Figure 2 Cytokine levels compare COPD-TS (n = 40; blue) and SWOC (n = 40; red). The analysis was performed using the Mann–Whitney U or Student’s t-test, depending on the distribution. **p < 0.001; *p < 0.05. (A) IL-6; (B) IFN-γ; (C) IL-4; (D) IL-5; (E) IL-10. Association among cytokine levels and rs4986790 genotypes between COPD-TS [AA (n = 30), AG+GG (n = 10); blue] and SWOC [AA (n = 19), AG+GG (n = 21); red]. The analysis was performed using the Kruskal–Wallis test, and corrections were made for multiple tests using the Bonferroni method. *p < 0.05; **p < 0.001, Bonferroni p values are presented. (F) IL-6; (G) IFN-γ; (H) IL-4; (I) IL-5; (J) IL-10. COPD-TS, subjects with COPD secondary to tobacco smoking; SWOC, smokers without COPD.

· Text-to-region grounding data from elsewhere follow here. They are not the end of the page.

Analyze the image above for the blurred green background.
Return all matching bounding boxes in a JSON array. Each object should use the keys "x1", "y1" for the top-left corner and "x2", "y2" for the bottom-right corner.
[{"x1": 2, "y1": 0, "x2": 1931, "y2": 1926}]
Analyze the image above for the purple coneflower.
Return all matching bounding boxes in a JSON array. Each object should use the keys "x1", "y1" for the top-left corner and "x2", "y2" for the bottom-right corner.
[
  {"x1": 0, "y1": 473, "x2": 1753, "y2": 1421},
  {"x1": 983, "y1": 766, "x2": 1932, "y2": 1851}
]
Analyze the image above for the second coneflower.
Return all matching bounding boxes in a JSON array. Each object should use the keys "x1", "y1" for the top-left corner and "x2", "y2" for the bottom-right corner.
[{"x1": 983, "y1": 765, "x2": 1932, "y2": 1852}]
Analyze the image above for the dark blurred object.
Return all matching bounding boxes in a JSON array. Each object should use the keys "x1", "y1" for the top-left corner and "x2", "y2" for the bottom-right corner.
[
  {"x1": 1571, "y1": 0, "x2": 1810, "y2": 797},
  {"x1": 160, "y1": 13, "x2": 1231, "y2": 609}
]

We compared cytokine levels among COPD patients; the serum of COPD-TS has higher levels of IL-4 in comparison with COPD-BBS (102.9 pg/μL vs. 28.7 pg/μL) and the same to IFN-γ (13.9 pg/μL vs. 36.7 pg/μL, respectively); however, COPD-BBS has higher levels of IL-6 and IL-10 concerning COPD-TS (Table 4).

Table 4

Table 4 Cytokine level comparison between COPD-TS and COPD-BBS.

Having found an association for rs4986790 in smokers with COPD, we analyzed depending on their genotype (AA vs. AG or GG). IL-6 did not differ statically significantly (Figure 2F). Significant differences (p = 0.033) were observed in COPD-TS carriers to AA, who had high IFN-γ levels compared with COPD-TS carriers of AG or GG (15.6 pg/mL vs. 12.5 pg/mL). There are no differences in SWOC groups (Figure 2G). IL-4 showed significant differences in the comparison with the carrier of genotype AA vs. AG or GG for patients with COPD (111.2 pg/mL vs. 94.2 pg/mL), and the same trend was observed in SWOC group AA vs. AG+GG (81.2 pg/mL vs. 67.8 pg/mL; p = 0.035) (Figure 2H). Patients with COPD and carriers of the AA genotype had higher levels of IL-5 in comparison with the AG or GG genotype (57.0 pg/mL vs. 34.9 pg/mL, p < 0.001), and the SWOC group carrier of the AA genotype showed high levels of IL-5 compared with AG or GG (44.1 pg/mL vs. 30.2 pg/mL) (Figure 2I). Finally, IL-10 did not have significant differences (Figure 2J, Supplementary Table S6). In the case of the exposure to biomass-burning smoke groups, the analysis of levels of cytokines by genotype in rs4986790, we did not find statistically significant differences (Supplementary Table S6).

4 Discussion

COPD is a complex and multifactorial lung condition whose main environmental risk factors are tobacco smoking and exposure to biomass-burning smoke. However, other factors influence COPD development (37, 38). Genetic factors are also significant risk factors that might explain the disease, prognosis, exacerbations, and even response to therapy (37).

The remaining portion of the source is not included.